For the VZr samples preparation, the Y-TZP discs were exposed to a “regeneration firing”, which is a final thermal treatment of the core to reverse any phase transitions in the zirconia due to the grinding procedures. A thin coat of Vita VM 9 Effect Bonder was applied and fired on the surface to be veneered. Then, Vita VM 9 Base Dentine was progressively layered on the effect bonder and samples were dimensioned in the same way than VM samples.
After final polishing, all specimens were exposed to a last firing procedure (see Table 1 ) to restore the residual stress profile through the veneering ceramic thickness. The samples were tempered by opening the furnace door, as performed in dental laboratories, and removed from the mesh-tray at 200 °C.

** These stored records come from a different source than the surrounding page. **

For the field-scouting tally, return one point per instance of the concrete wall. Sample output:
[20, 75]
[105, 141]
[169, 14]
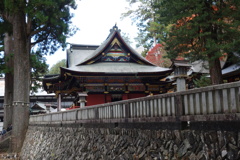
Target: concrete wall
[108, 142]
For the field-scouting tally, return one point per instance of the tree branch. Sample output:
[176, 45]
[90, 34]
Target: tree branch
[37, 31]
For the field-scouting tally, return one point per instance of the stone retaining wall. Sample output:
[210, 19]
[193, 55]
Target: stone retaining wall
[80, 143]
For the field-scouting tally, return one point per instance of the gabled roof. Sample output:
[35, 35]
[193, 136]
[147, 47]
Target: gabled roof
[88, 56]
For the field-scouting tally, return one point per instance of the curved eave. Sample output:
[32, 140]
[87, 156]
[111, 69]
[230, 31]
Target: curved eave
[107, 42]
[85, 73]
[50, 79]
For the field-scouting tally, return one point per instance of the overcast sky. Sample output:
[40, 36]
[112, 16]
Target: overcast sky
[95, 18]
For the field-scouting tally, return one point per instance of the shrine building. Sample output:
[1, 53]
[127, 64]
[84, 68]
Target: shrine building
[110, 72]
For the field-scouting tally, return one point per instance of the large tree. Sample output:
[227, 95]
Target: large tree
[55, 69]
[33, 22]
[198, 29]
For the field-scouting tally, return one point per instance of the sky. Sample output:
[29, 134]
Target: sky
[95, 18]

Strain gage rosette installation
A specialized three-element Type A strain gage rosette (EA-06-062RE-120, Vishay, Malvern, PA, USA) or a six-element Type C rosette (N2K-06-030RR-350/DP, Vishay, Malvern, PA, USA) was installed on the center of the veneering ceramic surface ( Fig. 1 ). To promote the strain gage bond, the ceramic surface was prepared by etching with 10% hydrofluoric acid for 1 min, and was then cleaned for 5 min in an ultrasonic bath containing 90% alcohol. The strain gage rosette was installed with M-Bond 200 Adhesive (Vishay, Malvern, PA, USA), following the manufacturer’s instructions. The adhesive was allowed to cure overnight to ensure complete curing. The installation was monitored using an optical microscope.

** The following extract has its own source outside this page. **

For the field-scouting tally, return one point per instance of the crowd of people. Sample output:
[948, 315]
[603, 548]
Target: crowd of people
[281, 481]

Electrical measurement chain
The strains expected from the strain gages are very small and cannot be measured with sufficient accuracy using conventional industrial equipment. A specialized data acquisition system was therefore built where each strain gage was connected in a Wheatstone bridge circuit with 3 control gages (identical gages attached to an undisturbed sample). All gages and control rosettes were exposed to identical constant temperature conditions. Finally, the very low voltage measurements were performed with specific custom-built electronic equipment ( Fig. 3 ) comprising a precision DC and AC current source 6221 (Keithley Instruments, Inc., Cleveland, OH, USA) and 3 Nanovoltmeters 2182A (Keithley Instruments, Inc., Cleveland, OH, USA). Filtered measurements were recorded on a computer using NI LabView software (National Instruments, Austin, TX, USA).